In 2012, I joined Direct Line Group’s motor team to help build a telematics insurance product. The idea was simple: use real driving data to move beyond crude proxies—age, postcode, occupation—and price risk based on how people actually drive.

Executive Summary

"We measured exposure and called it behavior. We measured compliance and called it quality. We built crash detection that catches the crashes we'd have heard about through a phone call anyway."

That's how InsureVision's Dan Freedman sums up his view of where telematics has gone wrong in applications to commercial auto insurance.

Freedman spent years on the inside of telematics, building one of the UK's largest telematics insurance products. He believed in it, as did most people in the industry. But having lived through the experience of what telematics promised and what it ultimately delivered, he now believes the industry measured the wrong things. But hope is not lost, he suggests, reporting that AI processing video footage has changed fundamentally in the last three years.

I believed in it. Most people working in insurance technology at the time did.

Fourteen years on, I think we owe ourselves an honest look at what telematics delivered and what it didn’t, because the gap between what we promised and what we built has real consequences—especially for carriers writing commercial auto.

We said we were measuring behavior, but we were mostly measuring exposure.

The headline metric was harsh braking. Sounds intuitive; drivers who brake sharply are driving less well, right?

Not quite. Harsh braking frequency is dominated by factors that have nothing to do with individual skill. Drive through a city at rush hour and you’ll log far more harsh braking events than the same driver on an empty road at 6 a.m.

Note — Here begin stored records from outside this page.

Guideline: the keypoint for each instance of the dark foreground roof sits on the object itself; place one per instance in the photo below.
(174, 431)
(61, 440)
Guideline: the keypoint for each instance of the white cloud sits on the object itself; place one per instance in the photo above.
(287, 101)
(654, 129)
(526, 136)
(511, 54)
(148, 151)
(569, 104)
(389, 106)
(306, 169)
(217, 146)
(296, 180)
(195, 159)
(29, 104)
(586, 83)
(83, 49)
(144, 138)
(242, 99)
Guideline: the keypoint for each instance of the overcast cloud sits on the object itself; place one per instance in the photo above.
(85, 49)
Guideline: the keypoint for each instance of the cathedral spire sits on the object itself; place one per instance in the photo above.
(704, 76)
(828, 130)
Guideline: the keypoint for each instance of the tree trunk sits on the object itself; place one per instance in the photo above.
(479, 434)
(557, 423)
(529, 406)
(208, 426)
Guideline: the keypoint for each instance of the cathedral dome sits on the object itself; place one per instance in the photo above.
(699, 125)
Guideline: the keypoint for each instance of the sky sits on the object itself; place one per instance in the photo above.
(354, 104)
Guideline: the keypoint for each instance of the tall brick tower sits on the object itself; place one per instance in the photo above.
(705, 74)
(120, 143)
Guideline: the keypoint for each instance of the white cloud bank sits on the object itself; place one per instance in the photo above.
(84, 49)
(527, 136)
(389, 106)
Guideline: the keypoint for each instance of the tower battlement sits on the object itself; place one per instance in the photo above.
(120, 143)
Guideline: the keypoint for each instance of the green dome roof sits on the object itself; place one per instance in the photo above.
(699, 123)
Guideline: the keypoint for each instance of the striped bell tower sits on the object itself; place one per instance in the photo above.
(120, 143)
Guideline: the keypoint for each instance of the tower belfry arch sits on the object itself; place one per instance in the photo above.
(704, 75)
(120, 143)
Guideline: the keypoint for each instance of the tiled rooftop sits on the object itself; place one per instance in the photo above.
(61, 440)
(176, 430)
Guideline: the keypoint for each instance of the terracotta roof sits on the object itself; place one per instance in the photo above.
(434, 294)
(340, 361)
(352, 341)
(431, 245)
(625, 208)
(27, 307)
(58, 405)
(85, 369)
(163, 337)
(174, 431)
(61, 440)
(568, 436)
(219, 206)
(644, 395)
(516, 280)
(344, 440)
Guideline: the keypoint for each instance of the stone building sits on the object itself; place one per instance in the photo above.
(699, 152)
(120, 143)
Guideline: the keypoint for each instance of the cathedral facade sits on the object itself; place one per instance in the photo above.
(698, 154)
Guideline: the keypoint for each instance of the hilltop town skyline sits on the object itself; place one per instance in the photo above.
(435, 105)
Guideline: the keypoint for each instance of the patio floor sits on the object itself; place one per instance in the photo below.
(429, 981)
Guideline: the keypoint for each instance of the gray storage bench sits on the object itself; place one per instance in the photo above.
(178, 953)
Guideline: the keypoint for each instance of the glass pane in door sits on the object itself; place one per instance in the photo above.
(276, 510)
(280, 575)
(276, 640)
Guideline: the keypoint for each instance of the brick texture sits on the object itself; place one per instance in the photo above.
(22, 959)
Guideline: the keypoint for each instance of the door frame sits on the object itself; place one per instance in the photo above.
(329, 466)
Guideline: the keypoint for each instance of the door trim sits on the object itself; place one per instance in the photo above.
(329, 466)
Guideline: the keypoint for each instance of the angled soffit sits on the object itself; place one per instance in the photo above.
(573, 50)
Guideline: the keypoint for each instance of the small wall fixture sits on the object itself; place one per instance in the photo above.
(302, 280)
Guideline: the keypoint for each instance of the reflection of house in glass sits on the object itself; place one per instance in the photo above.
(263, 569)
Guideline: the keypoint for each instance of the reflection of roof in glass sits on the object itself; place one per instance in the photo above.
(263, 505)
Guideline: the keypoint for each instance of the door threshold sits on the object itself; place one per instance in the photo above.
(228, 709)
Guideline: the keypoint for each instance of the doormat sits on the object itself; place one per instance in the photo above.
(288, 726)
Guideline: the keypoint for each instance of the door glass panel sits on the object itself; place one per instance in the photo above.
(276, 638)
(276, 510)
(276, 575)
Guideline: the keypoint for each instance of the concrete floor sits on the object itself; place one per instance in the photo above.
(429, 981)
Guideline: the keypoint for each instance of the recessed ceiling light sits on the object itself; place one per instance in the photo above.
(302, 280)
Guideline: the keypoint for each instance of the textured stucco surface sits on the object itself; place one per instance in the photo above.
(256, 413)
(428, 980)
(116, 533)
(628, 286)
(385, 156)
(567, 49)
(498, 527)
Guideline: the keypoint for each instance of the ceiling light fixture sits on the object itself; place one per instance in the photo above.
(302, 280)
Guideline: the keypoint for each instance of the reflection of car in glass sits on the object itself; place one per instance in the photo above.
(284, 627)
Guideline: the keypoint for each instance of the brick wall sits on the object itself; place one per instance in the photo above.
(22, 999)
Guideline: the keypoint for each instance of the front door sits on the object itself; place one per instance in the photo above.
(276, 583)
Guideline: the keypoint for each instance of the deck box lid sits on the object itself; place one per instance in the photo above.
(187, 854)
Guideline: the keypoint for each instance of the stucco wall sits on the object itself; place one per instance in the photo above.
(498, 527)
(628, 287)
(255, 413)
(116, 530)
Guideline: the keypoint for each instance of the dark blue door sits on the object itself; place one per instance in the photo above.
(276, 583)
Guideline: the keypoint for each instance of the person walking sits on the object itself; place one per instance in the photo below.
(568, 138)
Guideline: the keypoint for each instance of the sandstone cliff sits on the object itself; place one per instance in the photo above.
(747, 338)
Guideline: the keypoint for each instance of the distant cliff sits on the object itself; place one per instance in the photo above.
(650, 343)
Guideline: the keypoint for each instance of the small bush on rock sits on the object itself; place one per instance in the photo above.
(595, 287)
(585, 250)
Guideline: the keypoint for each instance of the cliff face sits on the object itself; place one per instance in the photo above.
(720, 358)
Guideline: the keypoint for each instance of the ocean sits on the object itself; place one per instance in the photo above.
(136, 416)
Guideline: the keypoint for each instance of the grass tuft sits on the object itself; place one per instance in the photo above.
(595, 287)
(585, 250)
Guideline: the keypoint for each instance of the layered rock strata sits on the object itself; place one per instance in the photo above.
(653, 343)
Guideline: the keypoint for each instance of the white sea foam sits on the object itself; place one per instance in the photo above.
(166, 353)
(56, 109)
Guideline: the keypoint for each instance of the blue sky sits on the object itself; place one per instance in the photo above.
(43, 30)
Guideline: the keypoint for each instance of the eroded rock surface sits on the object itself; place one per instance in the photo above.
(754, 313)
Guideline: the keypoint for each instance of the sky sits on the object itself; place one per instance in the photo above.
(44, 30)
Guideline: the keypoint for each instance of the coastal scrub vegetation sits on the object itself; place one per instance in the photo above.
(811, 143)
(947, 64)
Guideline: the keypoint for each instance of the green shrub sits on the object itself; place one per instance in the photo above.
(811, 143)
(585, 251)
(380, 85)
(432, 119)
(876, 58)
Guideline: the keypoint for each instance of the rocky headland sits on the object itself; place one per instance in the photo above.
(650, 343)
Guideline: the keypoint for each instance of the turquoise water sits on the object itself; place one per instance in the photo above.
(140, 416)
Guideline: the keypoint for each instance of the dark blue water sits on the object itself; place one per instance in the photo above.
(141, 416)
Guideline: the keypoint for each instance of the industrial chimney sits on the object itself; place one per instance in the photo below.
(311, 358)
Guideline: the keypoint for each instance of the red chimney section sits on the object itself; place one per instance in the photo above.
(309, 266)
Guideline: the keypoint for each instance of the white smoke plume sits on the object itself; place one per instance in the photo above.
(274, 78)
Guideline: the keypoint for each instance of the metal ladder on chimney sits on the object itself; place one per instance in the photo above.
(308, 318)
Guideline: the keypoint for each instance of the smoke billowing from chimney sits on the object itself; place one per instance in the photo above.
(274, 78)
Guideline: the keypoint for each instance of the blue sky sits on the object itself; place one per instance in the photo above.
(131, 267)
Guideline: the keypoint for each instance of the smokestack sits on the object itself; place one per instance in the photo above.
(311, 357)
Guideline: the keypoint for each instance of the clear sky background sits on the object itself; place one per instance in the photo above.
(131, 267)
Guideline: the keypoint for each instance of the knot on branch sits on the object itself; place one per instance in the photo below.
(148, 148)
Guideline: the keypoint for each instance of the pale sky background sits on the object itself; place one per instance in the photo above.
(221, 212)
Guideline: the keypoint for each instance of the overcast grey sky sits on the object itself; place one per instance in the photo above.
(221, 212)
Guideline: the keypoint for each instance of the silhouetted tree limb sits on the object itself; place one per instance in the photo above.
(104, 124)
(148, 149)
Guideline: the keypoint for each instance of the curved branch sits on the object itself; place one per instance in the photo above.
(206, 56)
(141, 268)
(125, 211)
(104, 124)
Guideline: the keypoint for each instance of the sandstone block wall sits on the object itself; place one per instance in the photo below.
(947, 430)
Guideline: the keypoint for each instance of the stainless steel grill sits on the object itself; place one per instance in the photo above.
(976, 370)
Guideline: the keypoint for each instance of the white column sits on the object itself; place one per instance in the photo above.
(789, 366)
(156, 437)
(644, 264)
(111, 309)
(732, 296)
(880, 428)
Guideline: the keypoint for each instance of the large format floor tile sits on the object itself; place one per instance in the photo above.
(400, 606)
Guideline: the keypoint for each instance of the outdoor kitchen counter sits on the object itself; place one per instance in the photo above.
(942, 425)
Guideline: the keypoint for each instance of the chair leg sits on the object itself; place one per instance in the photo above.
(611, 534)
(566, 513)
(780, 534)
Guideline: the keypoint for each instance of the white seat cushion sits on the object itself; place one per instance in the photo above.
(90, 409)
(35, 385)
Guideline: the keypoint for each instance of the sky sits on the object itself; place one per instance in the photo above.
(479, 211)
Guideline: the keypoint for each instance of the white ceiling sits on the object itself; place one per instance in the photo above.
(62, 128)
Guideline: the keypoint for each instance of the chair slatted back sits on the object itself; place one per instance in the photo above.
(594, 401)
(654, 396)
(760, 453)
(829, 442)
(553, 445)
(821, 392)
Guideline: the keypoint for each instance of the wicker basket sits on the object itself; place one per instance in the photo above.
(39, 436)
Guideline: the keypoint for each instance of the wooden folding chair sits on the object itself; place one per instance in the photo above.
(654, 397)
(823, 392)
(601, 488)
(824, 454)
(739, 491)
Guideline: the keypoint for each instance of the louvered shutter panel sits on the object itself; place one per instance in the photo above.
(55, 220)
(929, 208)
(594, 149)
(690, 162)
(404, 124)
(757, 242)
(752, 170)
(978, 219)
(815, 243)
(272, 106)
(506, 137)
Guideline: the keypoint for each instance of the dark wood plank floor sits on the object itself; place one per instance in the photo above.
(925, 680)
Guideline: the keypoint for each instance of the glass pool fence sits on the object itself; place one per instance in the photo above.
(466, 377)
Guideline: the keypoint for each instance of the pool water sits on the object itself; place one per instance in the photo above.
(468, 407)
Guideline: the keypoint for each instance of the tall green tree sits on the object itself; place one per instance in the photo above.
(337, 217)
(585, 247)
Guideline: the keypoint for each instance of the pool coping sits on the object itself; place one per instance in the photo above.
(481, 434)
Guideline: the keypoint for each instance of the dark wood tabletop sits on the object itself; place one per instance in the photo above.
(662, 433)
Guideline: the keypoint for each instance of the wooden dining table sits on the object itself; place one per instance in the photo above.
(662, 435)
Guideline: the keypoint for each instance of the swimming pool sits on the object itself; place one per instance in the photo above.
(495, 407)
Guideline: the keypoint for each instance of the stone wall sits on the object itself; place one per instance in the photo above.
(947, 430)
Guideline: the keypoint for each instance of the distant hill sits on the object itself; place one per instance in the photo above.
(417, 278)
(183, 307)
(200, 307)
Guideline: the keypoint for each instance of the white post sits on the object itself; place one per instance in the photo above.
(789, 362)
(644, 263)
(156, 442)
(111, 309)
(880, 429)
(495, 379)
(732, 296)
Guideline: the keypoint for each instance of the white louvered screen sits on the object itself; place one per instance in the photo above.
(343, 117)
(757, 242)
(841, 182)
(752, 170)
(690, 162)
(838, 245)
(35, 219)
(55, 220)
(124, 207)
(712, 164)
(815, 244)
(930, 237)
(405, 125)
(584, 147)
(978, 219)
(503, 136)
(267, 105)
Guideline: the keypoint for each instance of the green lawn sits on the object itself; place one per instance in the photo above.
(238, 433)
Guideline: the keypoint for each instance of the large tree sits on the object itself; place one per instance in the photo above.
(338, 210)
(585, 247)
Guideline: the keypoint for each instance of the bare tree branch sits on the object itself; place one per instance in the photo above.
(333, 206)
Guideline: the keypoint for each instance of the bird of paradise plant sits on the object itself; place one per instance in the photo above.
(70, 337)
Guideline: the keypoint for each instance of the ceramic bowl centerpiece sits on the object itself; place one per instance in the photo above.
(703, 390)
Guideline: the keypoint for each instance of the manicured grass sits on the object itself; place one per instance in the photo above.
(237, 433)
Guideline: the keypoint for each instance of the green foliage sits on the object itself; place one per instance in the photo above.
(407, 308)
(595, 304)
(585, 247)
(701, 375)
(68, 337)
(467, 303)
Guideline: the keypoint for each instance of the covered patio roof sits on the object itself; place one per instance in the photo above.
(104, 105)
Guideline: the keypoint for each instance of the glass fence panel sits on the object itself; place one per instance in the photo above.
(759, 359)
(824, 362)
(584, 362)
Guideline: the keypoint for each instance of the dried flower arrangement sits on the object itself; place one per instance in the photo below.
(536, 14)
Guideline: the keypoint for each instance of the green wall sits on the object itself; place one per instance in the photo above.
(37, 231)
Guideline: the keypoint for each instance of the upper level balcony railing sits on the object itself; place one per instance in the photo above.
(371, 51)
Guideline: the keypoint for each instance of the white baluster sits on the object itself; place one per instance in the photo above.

These are variables that do predict claim frequency: how much the vehicle is driven, where it is driven, and when it is driven. Commercial underwriters already capture much of this through proxies at bind, including business location, operating radius, industry class, client base, cargo type and hours of operation. A 2025 Risks study of around 100,000 Italian policyholders is a useful warning: Harsh braking looked significant in some univariate analysis, but once the authors adjusted for actual kilometers driven it was no longer significant. So, telematics confirms what underwriters already know, continuously and at finer resolution. That has genuine value, but that value is incremental.